Опасное молчание | страница 23



— Не плачь… Бог накажет эту женщину.

— Ведьма! Злодейка-колдунья! — исступленно вопила кабатчица. — Заворожила… Охочи стали Василиса с Платошкой-разбойником, чтоб заграбастать мое добро! Смерти моей дожидають… Только ты им больше не пособишь, ведьма, убью-ю!

Марфа снова нагнулась, чтобы поднять что-то с земли, но Севиль разъяренной тигрицей бросилась на нее.

Женщины шарахнулись в разные стороны. Но Марфа не унималась:

— Через колдунью море уготовило страшную смерть нашим кормильцам, бабоньки! — кричала она. — Надоть умилостивить море! С обрыва ведьму скинуть надоть!

— Нет, не нашлешь на нас горе-злосчастье! — кто-то изо всей силы ударил Севиль кулаком в спину. Потом ее повалили, пинали ногами в бока, грудь, живот. Севиль не отбивалась, молча принимала удары, только закрывала руками лицо.

Туманная мгла клубилась над обрывом, где внизу закипало море.

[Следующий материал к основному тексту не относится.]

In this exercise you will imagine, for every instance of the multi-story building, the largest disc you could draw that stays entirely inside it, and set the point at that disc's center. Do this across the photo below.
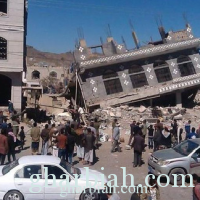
(167, 70)
(13, 23)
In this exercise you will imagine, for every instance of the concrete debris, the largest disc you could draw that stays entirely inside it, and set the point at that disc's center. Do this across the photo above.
(63, 117)
(178, 117)
(142, 109)
(127, 147)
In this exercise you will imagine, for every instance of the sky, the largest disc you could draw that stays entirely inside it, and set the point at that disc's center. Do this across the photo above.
(53, 24)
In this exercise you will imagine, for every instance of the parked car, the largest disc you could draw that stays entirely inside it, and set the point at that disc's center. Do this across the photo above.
(15, 182)
(184, 159)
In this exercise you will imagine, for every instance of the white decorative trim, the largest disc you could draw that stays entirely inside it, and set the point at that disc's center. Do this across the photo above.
(173, 64)
(81, 49)
(149, 69)
(180, 85)
(94, 89)
(134, 53)
(126, 82)
(92, 82)
(186, 78)
(175, 71)
(151, 77)
(124, 75)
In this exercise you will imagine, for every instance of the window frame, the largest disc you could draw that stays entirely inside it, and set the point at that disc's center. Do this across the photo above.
(54, 73)
(181, 66)
(163, 65)
(32, 75)
(6, 48)
(5, 13)
(22, 168)
(112, 78)
(60, 167)
(137, 73)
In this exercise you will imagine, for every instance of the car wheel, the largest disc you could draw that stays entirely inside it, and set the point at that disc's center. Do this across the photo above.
(89, 194)
(13, 195)
(177, 171)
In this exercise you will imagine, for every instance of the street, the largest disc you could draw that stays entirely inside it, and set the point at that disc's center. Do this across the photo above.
(112, 163)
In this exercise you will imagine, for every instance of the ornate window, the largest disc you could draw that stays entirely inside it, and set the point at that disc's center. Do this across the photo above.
(162, 71)
(3, 7)
(3, 48)
(35, 74)
(53, 74)
(185, 66)
(112, 82)
(137, 76)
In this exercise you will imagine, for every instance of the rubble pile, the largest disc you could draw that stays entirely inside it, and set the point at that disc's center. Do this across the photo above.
(126, 114)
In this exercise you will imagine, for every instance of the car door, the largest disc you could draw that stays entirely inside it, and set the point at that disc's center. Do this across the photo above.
(53, 189)
(195, 163)
(32, 189)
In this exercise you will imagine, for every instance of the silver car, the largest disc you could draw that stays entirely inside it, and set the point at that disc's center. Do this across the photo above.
(182, 159)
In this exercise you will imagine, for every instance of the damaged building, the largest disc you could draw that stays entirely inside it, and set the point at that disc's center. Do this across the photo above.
(166, 71)
(13, 30)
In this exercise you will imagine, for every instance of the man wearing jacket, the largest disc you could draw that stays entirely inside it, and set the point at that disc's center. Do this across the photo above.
(3, 146)
(138, 146)
(116, 136)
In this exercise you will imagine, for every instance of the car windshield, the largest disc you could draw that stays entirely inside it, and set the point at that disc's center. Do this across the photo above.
(9, 167)
(186, 147)
(70, 169)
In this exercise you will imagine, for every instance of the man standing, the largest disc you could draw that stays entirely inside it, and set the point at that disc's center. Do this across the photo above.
(196, 189)
(144, 128)
(192, 135)
(45, 140)
(4, 125)
(174, 126)
(10, 107)
(3, 146)
(188, 128)
(51, 132)
(96, 126)
(70, 147)
(138, 145)
(35, 135)
(132, 127)
(62, 142)
(89, 143)
(116, 135)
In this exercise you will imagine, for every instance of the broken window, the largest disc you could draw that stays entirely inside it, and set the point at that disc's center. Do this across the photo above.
(3, 7)
(162, 71)
(185, 66)
(53, 74)
(112, 82)
(137, 76)
(3, 48)
(35, 74)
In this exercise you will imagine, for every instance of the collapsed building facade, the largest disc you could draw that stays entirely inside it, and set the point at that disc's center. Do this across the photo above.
(166, 70)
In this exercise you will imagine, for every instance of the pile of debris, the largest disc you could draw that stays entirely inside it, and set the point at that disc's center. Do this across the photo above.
(138, 113)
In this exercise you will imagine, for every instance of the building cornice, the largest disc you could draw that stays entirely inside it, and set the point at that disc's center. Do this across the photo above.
(145, 51)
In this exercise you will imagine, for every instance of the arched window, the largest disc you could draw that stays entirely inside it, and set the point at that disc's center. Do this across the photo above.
(3, 48)
(112, 82)
(185, 66)
(35, 74)
(162, 71)
(53, 74)
(3, 6)
(137, 76)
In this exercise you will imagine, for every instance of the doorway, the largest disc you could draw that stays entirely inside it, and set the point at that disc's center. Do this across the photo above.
(5, 90)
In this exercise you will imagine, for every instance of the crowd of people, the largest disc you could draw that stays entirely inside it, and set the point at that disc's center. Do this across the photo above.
(10, 138)
(64, 140)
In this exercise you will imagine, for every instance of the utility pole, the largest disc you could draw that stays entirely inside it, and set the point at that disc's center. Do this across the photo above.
(76, 89)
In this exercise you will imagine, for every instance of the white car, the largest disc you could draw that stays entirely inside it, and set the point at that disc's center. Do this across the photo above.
(16, 182)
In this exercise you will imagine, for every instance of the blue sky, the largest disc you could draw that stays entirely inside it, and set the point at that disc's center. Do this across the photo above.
(53, 24)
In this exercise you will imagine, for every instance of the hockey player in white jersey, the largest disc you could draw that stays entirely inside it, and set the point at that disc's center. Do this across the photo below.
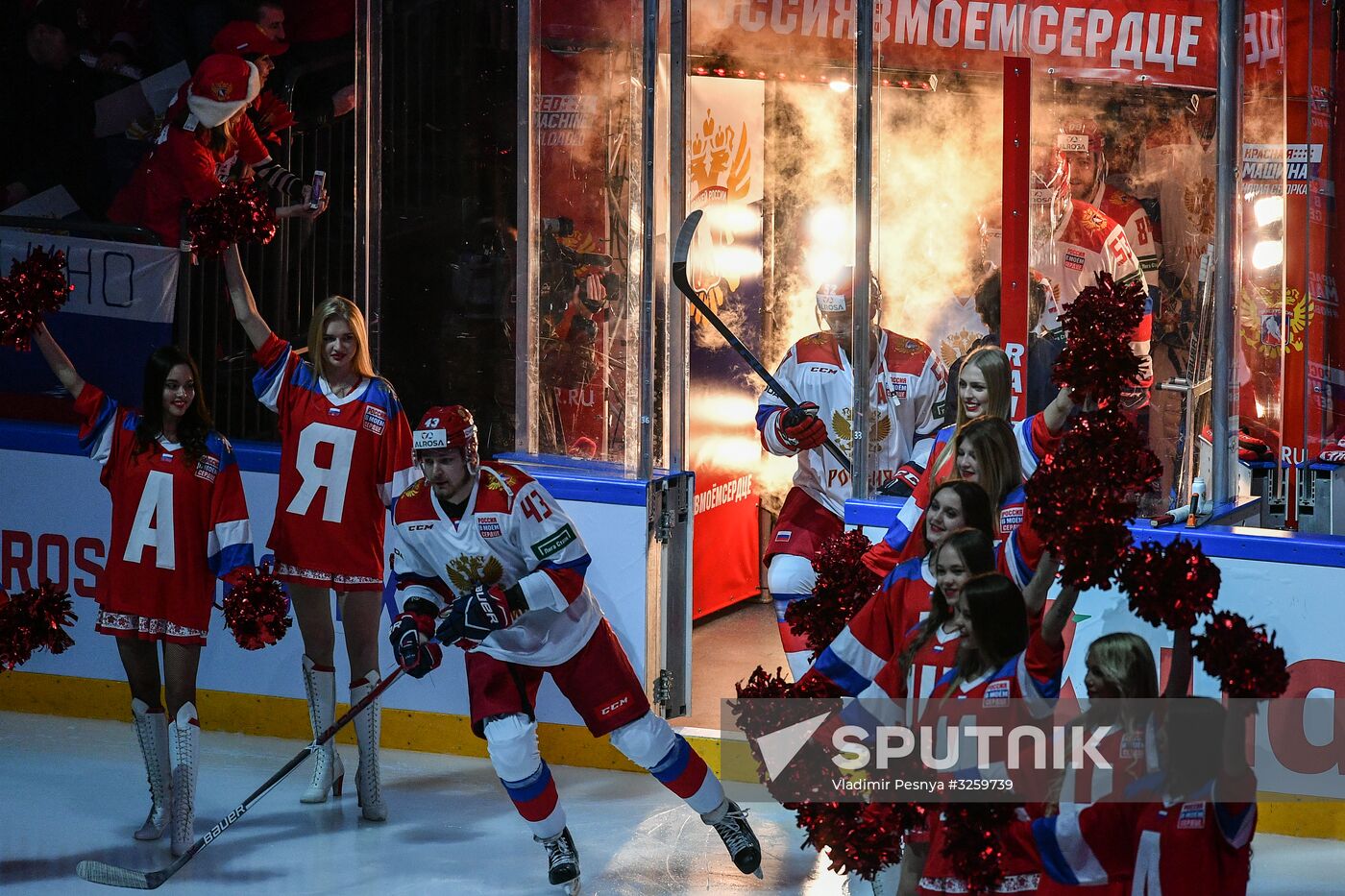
(905, 389)
(487, 560)
(1072, 242)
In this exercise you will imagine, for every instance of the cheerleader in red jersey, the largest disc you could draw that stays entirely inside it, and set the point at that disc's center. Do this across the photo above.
(1180, 831)
(1122, 681)
(179, 521)
(982, 392)
(876, 635)
(1004, 657)
(346, 453)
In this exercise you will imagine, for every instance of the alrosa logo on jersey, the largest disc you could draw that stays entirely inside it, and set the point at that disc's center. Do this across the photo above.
(1192, 817)
(997, 694)
(208, 469)
(376, 419)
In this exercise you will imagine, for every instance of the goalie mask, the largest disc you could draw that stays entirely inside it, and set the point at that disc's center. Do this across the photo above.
(450, 426)
(1080, 140)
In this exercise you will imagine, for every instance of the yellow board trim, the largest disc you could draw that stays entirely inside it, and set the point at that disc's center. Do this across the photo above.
(427, 732)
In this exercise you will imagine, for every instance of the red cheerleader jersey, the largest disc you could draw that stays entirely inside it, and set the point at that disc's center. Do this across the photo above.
(175, 526)
(1165, 846)
(342, 463)
(904, 537)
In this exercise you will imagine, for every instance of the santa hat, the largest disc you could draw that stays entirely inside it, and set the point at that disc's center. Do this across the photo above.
(221, 87)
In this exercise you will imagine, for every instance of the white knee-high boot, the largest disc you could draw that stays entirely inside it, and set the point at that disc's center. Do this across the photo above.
(152, 734)
(183, 740)
(329, 774)
(367, 729)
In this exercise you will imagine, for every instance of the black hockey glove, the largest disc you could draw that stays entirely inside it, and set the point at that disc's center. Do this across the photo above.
(410, 633)
(479, 613)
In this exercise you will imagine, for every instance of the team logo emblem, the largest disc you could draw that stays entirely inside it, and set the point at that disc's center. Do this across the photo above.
(467, 572)
(208, 469)
(376, 420)
(1192, 817)
(841, 425)
(1271, 328)
(997, 694)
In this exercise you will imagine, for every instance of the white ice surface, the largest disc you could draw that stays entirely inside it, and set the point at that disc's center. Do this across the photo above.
(76, 788)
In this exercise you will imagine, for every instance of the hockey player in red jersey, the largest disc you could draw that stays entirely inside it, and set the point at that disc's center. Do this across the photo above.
(907, 382)
(179, 522)
(488, 560)
(345, 456)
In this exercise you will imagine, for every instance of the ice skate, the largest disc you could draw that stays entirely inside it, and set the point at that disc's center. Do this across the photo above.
(367, 725)
(183, 739)
(329, 774)
(562, 861)
(152, 734)
(730, 824)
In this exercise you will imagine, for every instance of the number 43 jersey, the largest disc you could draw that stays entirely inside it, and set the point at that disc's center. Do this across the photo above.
(513, 532)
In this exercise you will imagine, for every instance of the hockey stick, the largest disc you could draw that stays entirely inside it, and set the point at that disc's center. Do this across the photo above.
(679, 254)
(97, 872)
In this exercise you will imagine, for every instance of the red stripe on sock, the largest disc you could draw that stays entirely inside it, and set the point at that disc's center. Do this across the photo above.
(541, 806)
(692, 777)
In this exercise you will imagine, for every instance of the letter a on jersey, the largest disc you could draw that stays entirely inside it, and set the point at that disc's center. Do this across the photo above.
(154, 522)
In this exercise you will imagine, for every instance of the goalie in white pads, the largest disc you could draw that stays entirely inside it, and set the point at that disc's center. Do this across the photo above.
(487, 560)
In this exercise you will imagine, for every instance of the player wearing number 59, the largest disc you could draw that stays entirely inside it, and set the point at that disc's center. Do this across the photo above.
(487, 560)
(345, 455)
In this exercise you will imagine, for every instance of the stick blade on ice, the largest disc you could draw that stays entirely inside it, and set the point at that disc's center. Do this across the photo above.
(113, 876)
(685, 235)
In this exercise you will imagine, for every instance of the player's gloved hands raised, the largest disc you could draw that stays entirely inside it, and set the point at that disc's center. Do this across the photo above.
(475, 615)
(410, 633)
(800, 428)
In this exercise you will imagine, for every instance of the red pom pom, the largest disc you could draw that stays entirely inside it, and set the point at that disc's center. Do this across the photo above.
(1241, 657)
(257, 610)
(844, 587)
(858, 837)
(36, 287)
(1082, 496)
(241, 213)
(36, 619)
(1169, 586)
(972, 841)
(1098, 358)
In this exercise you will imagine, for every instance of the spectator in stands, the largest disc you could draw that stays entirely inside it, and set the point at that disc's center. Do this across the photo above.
(118, 34)
(268, 113)
(322, 36)
(198, 151)
(46, 113)
(1041, 350)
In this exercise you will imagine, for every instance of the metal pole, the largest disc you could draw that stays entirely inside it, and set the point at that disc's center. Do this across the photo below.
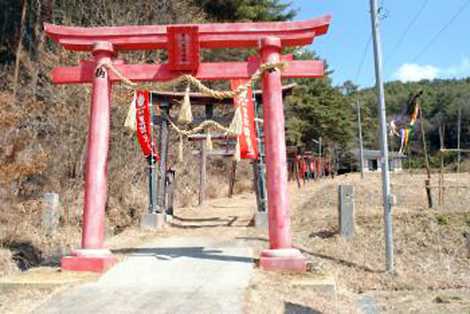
(164, 139)
(152, 190)
(202, 172)
(151, 170)
(387, 196)
(361, 146)
(459, 130)
(261, 170)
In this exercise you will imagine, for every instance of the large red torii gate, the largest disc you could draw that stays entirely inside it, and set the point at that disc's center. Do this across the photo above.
(183, 43)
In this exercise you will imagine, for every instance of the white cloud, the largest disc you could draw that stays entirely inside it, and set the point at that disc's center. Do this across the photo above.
(463, 69)
(411, 72)
(415, 72)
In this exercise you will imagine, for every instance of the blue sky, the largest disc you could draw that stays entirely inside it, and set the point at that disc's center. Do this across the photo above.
(344, 45)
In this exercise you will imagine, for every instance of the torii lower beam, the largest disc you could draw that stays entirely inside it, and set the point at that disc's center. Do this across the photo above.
(183, 44)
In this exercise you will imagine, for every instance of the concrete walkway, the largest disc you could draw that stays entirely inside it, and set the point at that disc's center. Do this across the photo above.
(177, 275)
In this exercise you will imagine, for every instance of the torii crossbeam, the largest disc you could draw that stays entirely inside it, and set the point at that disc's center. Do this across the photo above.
(183, 43)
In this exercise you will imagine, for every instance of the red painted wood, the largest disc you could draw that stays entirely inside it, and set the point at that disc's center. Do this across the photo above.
(206, 71)
(97, 154)
(276, 158)
(234, 35)
(183, 48)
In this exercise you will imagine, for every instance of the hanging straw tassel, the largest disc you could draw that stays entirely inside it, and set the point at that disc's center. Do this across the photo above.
(209, 145)
(236, 154)
(131, 122)
(185, 115)
(180, 149)
(235, 127)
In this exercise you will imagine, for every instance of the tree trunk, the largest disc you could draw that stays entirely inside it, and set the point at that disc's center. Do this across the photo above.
(19, 49)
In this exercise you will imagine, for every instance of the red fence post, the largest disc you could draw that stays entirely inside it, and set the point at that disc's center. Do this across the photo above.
(92, 256)
(280, 256)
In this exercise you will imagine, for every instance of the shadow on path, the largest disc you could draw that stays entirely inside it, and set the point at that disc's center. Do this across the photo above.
(327, 257)
(292, 308)
(170, 253)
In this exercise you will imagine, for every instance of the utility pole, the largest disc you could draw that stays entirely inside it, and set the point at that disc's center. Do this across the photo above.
(459, 130)
(387, 195)
(361, 146)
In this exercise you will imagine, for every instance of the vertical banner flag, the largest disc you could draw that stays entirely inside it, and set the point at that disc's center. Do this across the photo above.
(143, 119)
(248, 144)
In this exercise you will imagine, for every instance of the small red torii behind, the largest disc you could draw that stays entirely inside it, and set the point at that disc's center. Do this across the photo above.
(183, 43)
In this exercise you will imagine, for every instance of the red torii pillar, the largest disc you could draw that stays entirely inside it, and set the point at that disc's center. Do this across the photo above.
(183, 43)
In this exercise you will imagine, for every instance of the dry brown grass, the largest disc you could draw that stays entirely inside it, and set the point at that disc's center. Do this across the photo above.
(429, 250)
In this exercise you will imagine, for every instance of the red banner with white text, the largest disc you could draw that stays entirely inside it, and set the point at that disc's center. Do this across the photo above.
(143, 119)
(248, 144)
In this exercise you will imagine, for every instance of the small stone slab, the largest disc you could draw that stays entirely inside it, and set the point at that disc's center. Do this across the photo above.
(326, 284)
(153, 221)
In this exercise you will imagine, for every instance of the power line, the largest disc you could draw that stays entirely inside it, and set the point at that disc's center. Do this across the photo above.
(436, 36)
(408, 28)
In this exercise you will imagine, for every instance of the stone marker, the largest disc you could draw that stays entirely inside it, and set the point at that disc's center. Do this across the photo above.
(346, 211)
(50, 212)
(153, 221)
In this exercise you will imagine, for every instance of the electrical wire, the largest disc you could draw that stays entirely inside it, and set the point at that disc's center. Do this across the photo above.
(444, 28)
(408, 29)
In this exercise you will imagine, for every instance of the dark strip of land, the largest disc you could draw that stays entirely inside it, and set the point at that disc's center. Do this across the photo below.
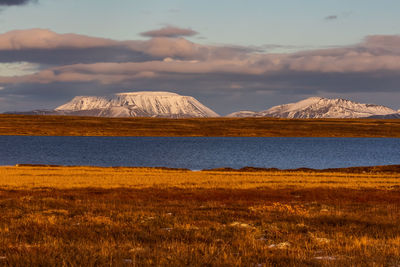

Вцепившись в тяжелые косы Севиль, Марфа волокла туда несчастную.

— В море ведьму проклятую!

— М-а-а!!! — надрывался Саша.

— Дите затопчете, окаянные! — Анфиса старалась вырвать мальчика из этого водоворота людской злобы.

Вдруг белым крылом мелькнул парус.

Кто-то крикнул:

— Наши возвращаются!!!

И эти два слова вырвали Севиль из гибельного кольца.

Женщины, галдя и толкая друг друга, хлынули туда, где в серой косматой пене предательски темнели камни и куда сейчас несло лодку.

— Вставай, Софья, — склонилась над Севиль Анфиса, — сдается, твого Платона парус. А ты, Саша, не реви, до свадьбы все заживет.

Севиль поднялась на ноги. Одежда вся изорвана, шея исцарапана, косы растрепаны.

— Ата, ата![2] — всхлипывая, твердил мальчик.

— Как с гуся вода! — так и ахнула Анфиса, увидев на берегу Платона. — Только лодку здорово помяло…

— Живой, хвала богу, — облегченно перевела дух Севиль. Перекрестилась и, шатаясь, почти не сознавая, куда и зачем идет, побрела за Анфисой. Но с каждым шагом ноги наливались свинцом и невмоготу было тянуть их за собой.

Вокруг Платона царило радостное оживление. Оказалось, что все поселковые рыбаки живы и невредимы: еще до шторма они укрылись в Херсонесе.

Расходясь, женщины только плечами пожимали: черного дна морского Платон не испугался, лишь бы поскорее «к ней под юбку». Дня прожить вдали от кабацкой Васьки не может, засела у него в крови, «точнехонько лихоманка».

Кое-кто из обидчиков Саши и его матери на всякий случай спешили унести ноги. Знали: из-за турчанки Платон не очень-то заведется, а вот мальчонка — как-никак родная кровь. Вскипит Платон — беда, пощады не жди! Да и вообще люди побаивались его: не иначе, как имеет он власть над смертью.